At first I follow the road we took over the mountain, when the raiders struck down on the plain. We know now that it was a planned attack, meant to distract us while the Lakelanders rescued Prince Bracken’s children. The raiders were paid to do it, and paid well. I kick at stones as I go, replaying the battle in my mind. The silence clawed at my body, like something alive and unnatural beneath my skin. Replacing my lightning with emptiness. Cursing, I push the thought away and turn off the road, into the rocks and trees.
The hours pass, and the air seems to burn in my lungs, searing down my throat. It’s matched only by the fire in my muscles. They scream with each new step, every foot forward and upward over the rocks. Snow puddles in the shadows, white and pure even in the late summer. It turns ever colder as I climb, my feet sliding over dirt and pine needles, gravel and naked rock. In spite of the pain, I push on.
Streams trickle past, running down the mountainside to pool in the lake far below. I look back through the gaps in the pines, into the valley. The mountains dwarf Ascendant, and the foreign capital looks like a child’s toy from this distance. White blocks strewn around ribbon-thin roads and winding stairs. The mountain range seems endless, a jagged wall of stone and snow dividing the world in half. Above, the clear blue sky beckons me to continue the climb. I do my best, stopping at the streams to drink and splash my red, sweaty face.

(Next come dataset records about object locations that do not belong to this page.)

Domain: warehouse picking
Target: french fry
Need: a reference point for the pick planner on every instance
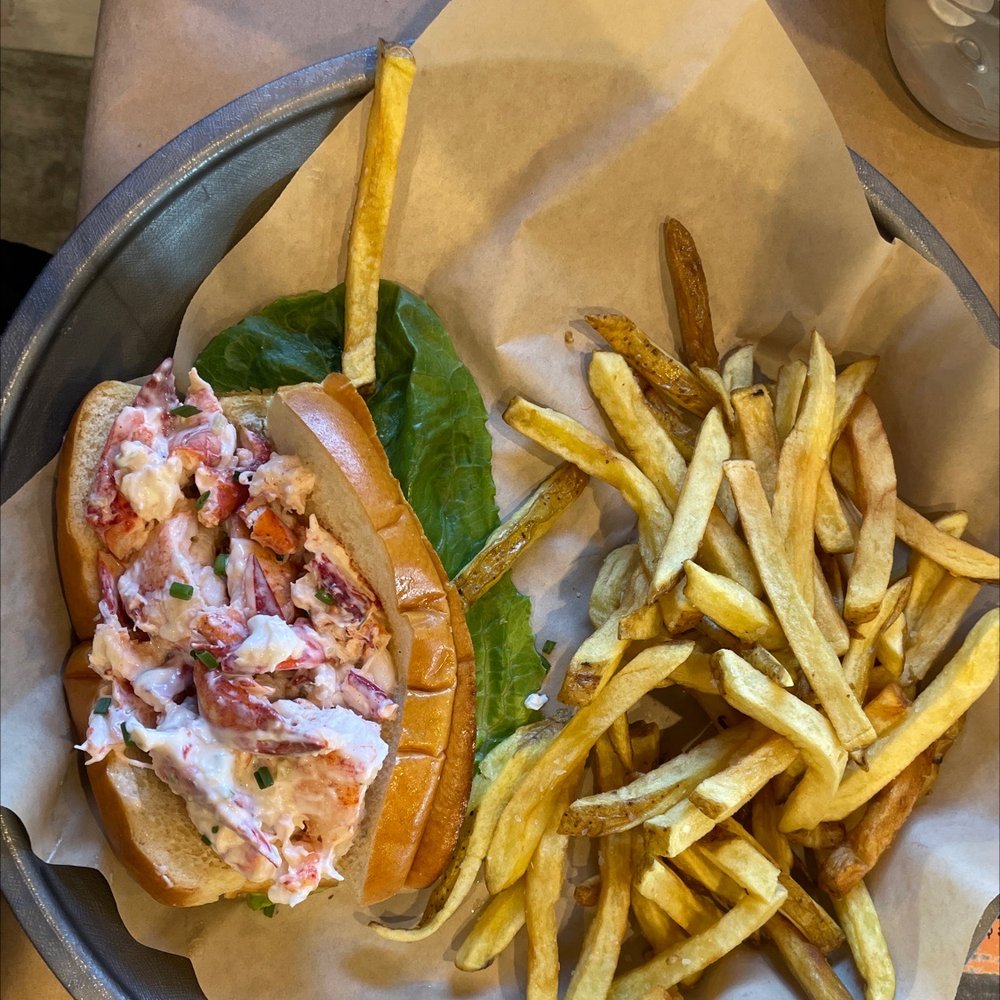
(813, 652)
(848, 863)
(694, 505)
(927, 574)
(732, 607)
(543, 882)
(655, 792)
(691, 295)
(574, 443)
(938, 706)
(658, 368)
(857, 916)
(803, 456)
(649, 445)
(953, 554)
(494, 929)
(805, 961)
(760, 698)
(861, 653)
(386, 122)
(681, 432)
(755, 417)
(727, 791)
(602, 943)
(833, 529)
(936, 626)
(609, 588)
(526, 525)
(737, 369)
(513, 758)
(787, 397)
(875, 495)
(524, 818)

Occasionally I fish out crackers from my pack or strips of salted meat. I wonder if the smell might lure a bear or a wolf across my path.
I have my lightning, of course, close as the breath in my lungs. But no predator ever comes near. I think they know I’m as dangerous as they are.
All except for one.
At first I mistake him for an outcropping of rock, silhouetted against the perfect blue, still in gray clothing. The pines are sparser at this high altitude, offering little shade from the noon sun. I have to blink, rubbing my eyes, before I realize what I’m looking at.
Who I’m looking at.
My lightning splits the granite boulder beneath him in two. He moves before it strikes, sliding off into the rocks.
“You bastard,” I snarl, advancing with speed, the adrenaline sudden and surging in my blood. It drives me, as does frustration. Because I know, no matter how fast I am, no matter how strong my lightning, I’ll never catch him.
Jon will always see me coming.
His laughter echoes over the slope, coming from higher up. I snarl to myself and follow the sound, letting him lead me. He laughs and laughs, and I climb and climb. By the time we’re out of the trees, over earth too high for anything to grow, the air has turned harsh and cold. I choke down a gasp of anger, letting the temperature shock my lungs. And I slump, unable to go any farther. Unwilling to let Jon, or anyone, control where I go and what I do.
But mostly I’m just exhausted.
I lean back, bumping against a large boulder smoothed by centuries of unforgiving wind and snow.
My breathing comes hard and heavy. I think I might never catch my breath, just as I’ll never catch the damned seer.
“The altitude,” his voice says. “It makes everything difficult if you aren’t used to it. Even your fire prince would have a hard time climbing his first mountain.”
I’m too tired to do much more than glance at him, eyes half lidded. He perches above me, legs dangling. Jon is dressed for the mountain weather, in a thick coat, with well-worn boots on his feet. I wonder how long he’s been walking, or how long he had to wait up here for me.